Construing the evidence in the light most favorable to Cummings, the Court concludes, as a matter of law, that the Chief Legal Counsel for the ODH is a position for which political affiliation is an appropriate criterion. Accordingly, the Court GRANTS summary judgment on this claim.

B. Sex and Race Discrimination

In her complaint, Cummings asserted that she was terminated because of her race and sex in violation of 42 U.S.C. § 1983 and the Fourteenth Amendment to the U.S. Constitution. The defendants moved for summary judgment on these claims, but Cummings failed to respond to that portion of the defendants’ motion. Accordingly, the Court DISMISSES these claims for the plaintiffs failure to prosecute them.4

This case is terminated.

IT IS SO ORDERED.

. The reasoning in Elrod and Branti applies to political differences of any kind (including philosophical and ideological differences) not merely differences in party membership. See Williams v. City of River Rouge, 909 F.2d 151, 153 n. 4 (6th Cir.1990).

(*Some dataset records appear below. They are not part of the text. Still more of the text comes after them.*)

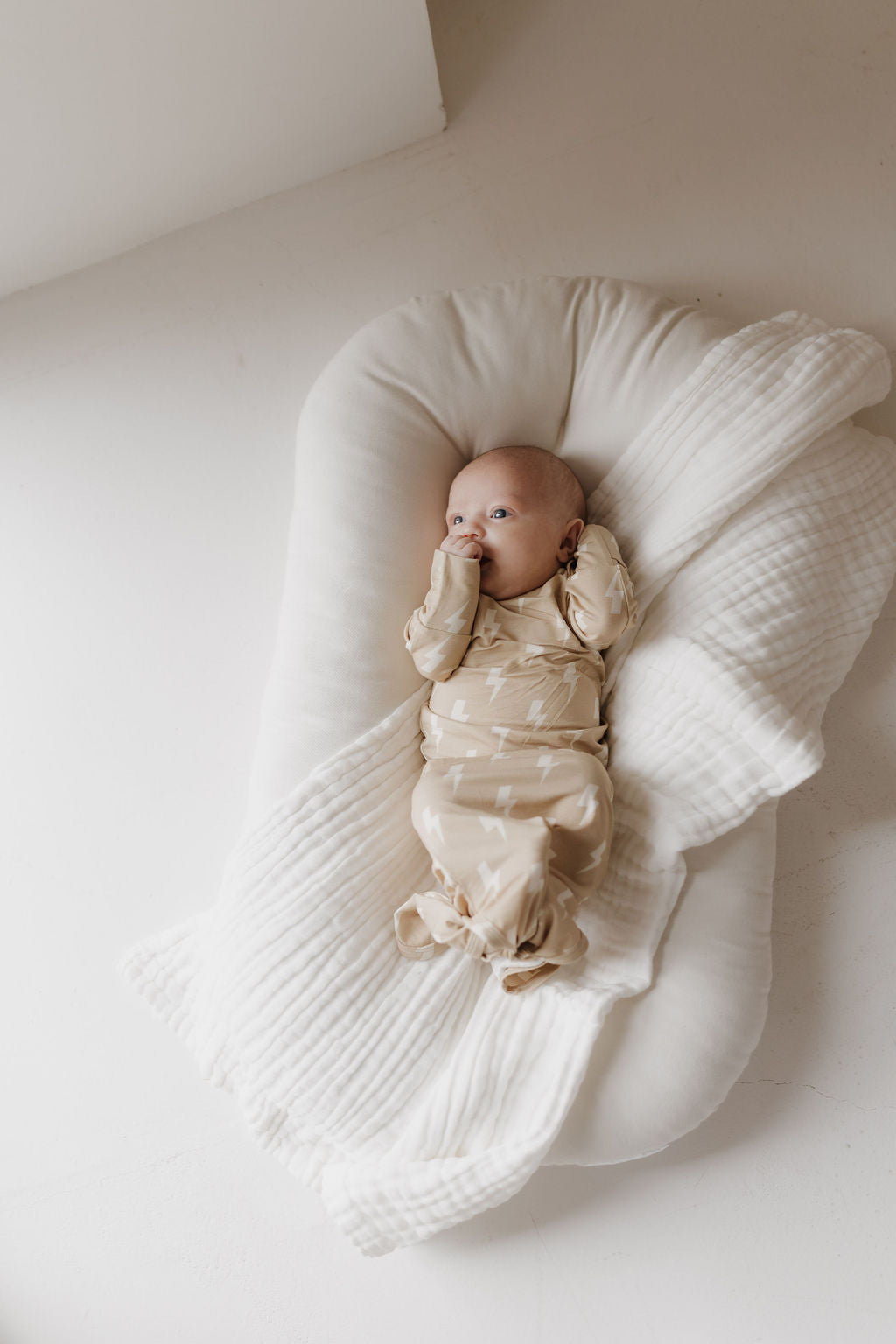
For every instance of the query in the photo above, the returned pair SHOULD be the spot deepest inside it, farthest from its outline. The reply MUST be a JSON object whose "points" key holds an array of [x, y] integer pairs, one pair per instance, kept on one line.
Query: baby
{"points": [[514, 802]]}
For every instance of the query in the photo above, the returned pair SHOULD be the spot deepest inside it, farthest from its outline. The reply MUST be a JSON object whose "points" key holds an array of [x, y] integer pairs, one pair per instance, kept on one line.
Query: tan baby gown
{"points": [[514, 802]]}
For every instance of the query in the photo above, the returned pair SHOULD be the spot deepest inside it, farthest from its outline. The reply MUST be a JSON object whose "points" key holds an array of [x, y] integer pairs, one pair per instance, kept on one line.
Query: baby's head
{"points": [[527, 511]]}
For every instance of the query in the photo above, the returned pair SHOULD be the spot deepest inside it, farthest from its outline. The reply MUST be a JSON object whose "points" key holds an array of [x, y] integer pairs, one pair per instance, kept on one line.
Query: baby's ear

. Cummings does not dispute the fact that the position description describes the inherent duties of the position. She only argues that she did not actually perform many of the duties listed in the position description.'

. Cummings makes much of the fact that she was loyal to the goals of the ODH. As the Seventh Circuit has recognized, however, if the position is classified as exempt from First Amendment protection, the employee holding that position can be fired on political grounds even if there is no evidence that she would not serve her political superior loyally and competently. Selch v. Letts, 5 F.3d 1040, 1047 (7th Cir.1993).

. Even if the Court were to interpret her memorandum contra as addressing that part of the defendants’ motion, summary judgment would be proper. 42 U.S.C. § 1983 provides the exclusive remedy for constitutional violations by state employees. Wynn v. Morgan, 861 F.Supp. 622, 630 (E.D.Tenn.1994). Title VII standards controlled in this case. See Gutzwiller v. Fenik, 860 F.2d 1317, 1325 (6th Cir.1988). Therefore, the plaintiff had the initial burden of establishing a prima facie case for discrimination by demonstrating that she was the following: a member of a protected class; qualified for the position; discharged from the position; and replaced by a person not in the protected class. In this case, Cummings could not establish her prima facie case for sex discrimination; she was replaced by another female. (DOC. # 32, Exhs. 5 at ¶ 2, 3 at ¶1).

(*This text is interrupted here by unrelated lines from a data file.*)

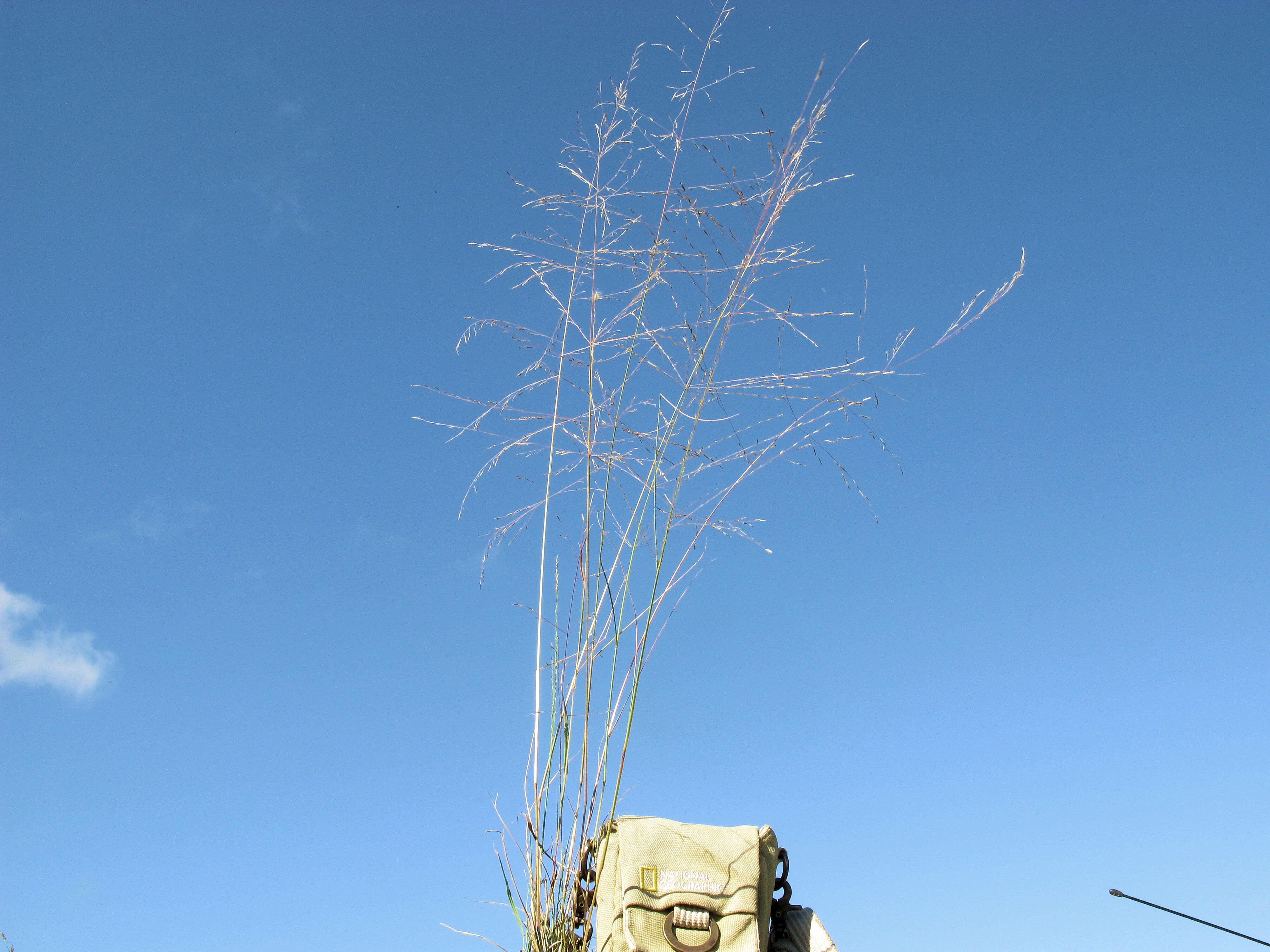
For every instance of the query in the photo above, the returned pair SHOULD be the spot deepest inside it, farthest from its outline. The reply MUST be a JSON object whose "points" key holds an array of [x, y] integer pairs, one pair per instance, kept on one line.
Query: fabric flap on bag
{"points": [[665, 864]]}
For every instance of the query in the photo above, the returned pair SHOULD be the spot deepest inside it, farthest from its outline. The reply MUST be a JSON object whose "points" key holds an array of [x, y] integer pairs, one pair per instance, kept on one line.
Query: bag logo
{"points": [[653, 880]]}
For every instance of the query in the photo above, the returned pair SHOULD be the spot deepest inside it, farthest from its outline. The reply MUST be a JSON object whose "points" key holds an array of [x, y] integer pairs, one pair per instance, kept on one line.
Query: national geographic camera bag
{"points": [[664, 885]]}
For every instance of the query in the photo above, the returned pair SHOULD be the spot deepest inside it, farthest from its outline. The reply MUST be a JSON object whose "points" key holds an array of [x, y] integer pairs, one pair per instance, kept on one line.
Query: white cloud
{"points": [[60, 659], [159, 519]]}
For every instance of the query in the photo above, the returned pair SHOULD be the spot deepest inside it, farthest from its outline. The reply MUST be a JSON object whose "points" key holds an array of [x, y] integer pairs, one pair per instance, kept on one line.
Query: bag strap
{"points": [[780, 907]]}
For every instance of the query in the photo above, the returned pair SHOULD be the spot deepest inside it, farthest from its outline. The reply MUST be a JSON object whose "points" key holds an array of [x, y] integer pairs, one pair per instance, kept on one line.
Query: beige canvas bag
{"points": [[664, 885]]}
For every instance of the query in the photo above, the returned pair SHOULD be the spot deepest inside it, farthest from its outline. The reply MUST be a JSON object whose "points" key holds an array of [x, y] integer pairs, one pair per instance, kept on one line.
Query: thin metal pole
{"points": [[1122, 896]]}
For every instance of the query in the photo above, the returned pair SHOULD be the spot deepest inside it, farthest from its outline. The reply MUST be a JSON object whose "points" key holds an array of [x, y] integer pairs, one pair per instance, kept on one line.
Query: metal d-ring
{"points": [[669, 931]]}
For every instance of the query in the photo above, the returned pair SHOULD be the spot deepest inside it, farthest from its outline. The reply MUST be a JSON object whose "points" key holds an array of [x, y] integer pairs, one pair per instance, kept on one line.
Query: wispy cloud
{"points": [[159, 519], [49, 657]]}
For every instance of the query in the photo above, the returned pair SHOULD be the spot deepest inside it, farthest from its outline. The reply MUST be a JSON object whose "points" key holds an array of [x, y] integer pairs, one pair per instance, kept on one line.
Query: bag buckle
{"points": [[690, 918]]}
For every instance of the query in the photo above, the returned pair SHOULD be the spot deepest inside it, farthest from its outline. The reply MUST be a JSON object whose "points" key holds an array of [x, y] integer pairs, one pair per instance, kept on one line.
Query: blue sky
{"points": [[253, 695]]}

Cummings could establish her prima facie case for race discrimination, but the defendants carried their burden of production to articulate a legitimate, non-discriminatory reason for their action, see Manzer v. Diamond Shamrock Chem. Co., 29 F.3d 1078, 1082-1083 (6th Cir.1994); the defendants offered evidence that Cummings was terminated for maintaining a management philosophy and health care philosophy inconsistent with the administration and that those inconsistencies created inter-office conflict. (See DOC. # 32, Exhs 4 at ¶ 7, 7 at ¶ 8).

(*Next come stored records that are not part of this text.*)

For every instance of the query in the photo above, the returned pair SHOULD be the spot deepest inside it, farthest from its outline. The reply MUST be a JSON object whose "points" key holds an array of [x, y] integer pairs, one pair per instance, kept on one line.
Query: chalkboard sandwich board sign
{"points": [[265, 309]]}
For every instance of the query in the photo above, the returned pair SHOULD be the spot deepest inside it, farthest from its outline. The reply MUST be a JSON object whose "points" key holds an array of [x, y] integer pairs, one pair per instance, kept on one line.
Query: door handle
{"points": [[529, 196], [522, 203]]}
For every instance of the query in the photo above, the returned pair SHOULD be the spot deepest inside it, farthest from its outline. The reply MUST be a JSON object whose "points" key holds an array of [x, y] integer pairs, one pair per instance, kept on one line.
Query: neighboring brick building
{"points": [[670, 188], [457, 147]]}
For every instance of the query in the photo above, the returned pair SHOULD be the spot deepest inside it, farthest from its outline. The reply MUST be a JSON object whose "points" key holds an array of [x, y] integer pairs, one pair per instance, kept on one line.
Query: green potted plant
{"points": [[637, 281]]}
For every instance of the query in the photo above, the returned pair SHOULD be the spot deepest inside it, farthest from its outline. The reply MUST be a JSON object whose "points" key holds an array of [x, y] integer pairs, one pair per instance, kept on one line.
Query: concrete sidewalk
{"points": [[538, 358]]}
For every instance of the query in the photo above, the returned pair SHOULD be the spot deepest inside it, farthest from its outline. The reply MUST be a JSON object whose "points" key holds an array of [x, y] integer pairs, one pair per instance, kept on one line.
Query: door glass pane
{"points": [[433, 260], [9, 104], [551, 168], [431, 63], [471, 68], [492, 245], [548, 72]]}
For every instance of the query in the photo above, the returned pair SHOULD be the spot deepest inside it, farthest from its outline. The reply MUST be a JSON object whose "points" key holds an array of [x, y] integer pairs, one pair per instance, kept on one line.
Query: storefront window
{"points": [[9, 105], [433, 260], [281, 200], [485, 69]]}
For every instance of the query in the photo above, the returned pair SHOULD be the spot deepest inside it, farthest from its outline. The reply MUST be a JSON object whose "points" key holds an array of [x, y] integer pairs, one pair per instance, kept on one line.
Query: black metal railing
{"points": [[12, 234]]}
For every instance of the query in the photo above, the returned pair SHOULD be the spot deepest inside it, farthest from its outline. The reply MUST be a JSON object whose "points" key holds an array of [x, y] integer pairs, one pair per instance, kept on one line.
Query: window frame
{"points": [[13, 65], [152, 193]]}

Because of the defendants' showing, it was incumbent upon Cummings to produce enough evidence to enable a jury to reasonably reject the defendants' explanation as a pretext for discrimination. Manzer, 29 F.3d at 1083. She failed to do so. In no affidavit did she deny that she holds ideological positions on health care issues or holds a management philosophy different than those held by or advocated by the Voinovieh administration, nor does she deny that she was the source of inter-office conflict. Finally, she offers no evidence of any other motivation for her discharge.